The latest Pakistan Country Risk Report highlights the critical state of Pakistan’s economic recovery, noting that urban protests have hampered economic activities. The report emphasizes that the political climate remains precarious, with the founder of Pakistan Tehreek-e-Insaaf (PTI) likely to remain imprisoned despite several successful legal appeals.
This scenario points to a continued coalition government holding power for the next 18 months, with no immediate plans for fresh elections. Fitch also outlined a possible scenario where a technocratic administration might take charge if the government changes. This implies that Pakistan’s government will continue to implement IMF-mandated reforms, helping the economy to grow by 3.2% in 2024/25.
The report projected that the policy rate could reach 16% this fiscal year and 14% next year, while the exchange rate has stabilized beyond expectations.
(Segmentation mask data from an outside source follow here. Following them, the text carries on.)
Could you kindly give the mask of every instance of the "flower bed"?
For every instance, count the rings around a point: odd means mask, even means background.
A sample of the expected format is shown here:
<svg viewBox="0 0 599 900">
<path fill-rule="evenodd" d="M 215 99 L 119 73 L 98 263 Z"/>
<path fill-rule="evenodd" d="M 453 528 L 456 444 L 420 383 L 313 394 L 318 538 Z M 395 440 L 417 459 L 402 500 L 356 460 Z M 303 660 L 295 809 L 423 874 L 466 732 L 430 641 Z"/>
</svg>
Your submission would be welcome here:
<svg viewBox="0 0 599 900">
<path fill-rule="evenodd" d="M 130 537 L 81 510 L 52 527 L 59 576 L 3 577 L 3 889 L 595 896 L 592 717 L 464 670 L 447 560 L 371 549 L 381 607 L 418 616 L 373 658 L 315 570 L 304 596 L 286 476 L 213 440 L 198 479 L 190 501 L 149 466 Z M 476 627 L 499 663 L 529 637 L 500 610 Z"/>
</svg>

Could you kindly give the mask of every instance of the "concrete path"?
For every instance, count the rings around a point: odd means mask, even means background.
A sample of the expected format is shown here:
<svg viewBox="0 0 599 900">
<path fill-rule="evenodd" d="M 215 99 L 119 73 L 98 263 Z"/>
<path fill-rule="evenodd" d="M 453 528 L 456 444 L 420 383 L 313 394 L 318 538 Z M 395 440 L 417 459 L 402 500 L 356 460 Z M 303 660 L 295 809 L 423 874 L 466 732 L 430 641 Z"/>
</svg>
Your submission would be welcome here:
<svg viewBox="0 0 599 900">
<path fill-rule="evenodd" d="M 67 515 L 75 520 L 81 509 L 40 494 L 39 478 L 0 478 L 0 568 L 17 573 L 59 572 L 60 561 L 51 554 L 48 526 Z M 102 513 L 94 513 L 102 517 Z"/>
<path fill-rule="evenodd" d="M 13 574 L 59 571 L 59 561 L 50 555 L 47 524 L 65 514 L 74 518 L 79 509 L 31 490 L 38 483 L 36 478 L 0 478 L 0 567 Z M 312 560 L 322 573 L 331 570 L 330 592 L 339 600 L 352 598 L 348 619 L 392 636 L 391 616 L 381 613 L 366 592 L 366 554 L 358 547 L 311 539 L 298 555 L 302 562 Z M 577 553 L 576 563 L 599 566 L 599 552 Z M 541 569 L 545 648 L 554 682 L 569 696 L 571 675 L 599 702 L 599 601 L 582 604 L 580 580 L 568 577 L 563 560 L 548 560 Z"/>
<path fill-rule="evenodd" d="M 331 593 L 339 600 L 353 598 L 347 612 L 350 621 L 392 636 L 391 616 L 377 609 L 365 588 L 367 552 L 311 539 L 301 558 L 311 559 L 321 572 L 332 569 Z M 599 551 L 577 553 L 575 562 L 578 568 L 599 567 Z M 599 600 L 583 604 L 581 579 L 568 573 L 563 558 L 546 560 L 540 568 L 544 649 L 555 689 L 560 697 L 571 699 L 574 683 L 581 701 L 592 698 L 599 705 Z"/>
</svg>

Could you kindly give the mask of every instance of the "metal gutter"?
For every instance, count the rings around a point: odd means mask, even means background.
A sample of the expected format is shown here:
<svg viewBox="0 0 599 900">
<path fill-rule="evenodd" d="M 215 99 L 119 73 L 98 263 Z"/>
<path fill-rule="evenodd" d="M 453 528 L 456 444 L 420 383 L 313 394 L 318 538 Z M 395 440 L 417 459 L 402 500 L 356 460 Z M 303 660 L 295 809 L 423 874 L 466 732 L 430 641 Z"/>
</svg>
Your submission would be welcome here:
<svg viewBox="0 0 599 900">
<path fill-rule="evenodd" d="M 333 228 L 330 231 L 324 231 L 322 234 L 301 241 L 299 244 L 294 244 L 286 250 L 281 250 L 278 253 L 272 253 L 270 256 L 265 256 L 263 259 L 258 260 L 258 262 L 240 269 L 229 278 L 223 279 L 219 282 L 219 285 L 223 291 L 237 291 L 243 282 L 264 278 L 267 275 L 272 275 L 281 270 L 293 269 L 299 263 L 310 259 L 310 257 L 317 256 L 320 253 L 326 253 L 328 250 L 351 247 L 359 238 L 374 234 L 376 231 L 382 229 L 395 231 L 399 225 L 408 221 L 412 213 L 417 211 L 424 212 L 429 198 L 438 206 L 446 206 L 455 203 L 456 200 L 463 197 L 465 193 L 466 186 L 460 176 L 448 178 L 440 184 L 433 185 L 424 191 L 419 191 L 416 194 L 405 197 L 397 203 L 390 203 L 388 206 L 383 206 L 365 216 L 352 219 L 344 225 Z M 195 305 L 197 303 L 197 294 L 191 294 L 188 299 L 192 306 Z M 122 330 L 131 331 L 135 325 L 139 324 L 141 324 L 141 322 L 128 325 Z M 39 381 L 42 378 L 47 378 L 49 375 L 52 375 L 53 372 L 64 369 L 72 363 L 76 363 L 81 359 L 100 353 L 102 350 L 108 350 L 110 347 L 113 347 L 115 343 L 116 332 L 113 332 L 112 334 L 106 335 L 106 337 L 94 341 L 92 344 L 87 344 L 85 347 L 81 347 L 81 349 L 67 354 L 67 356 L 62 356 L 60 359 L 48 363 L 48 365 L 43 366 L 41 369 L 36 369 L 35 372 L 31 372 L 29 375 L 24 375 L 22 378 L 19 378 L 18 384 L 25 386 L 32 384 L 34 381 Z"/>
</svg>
The dollar is expected to reach Rs 290 by the end of this year and Rs 310 in 2025. Achieving budget targets under the IMF program is deemed challenging, although the fiscal deficit is anticipated to decrease from 7.4% to 6.7%.
Additionally, Fitch warned that another potential flood or natural disaster could pose a significant threat to the already fragile economy. The report highlights the need for political stability to ensure economic growth and stability in Pakistan.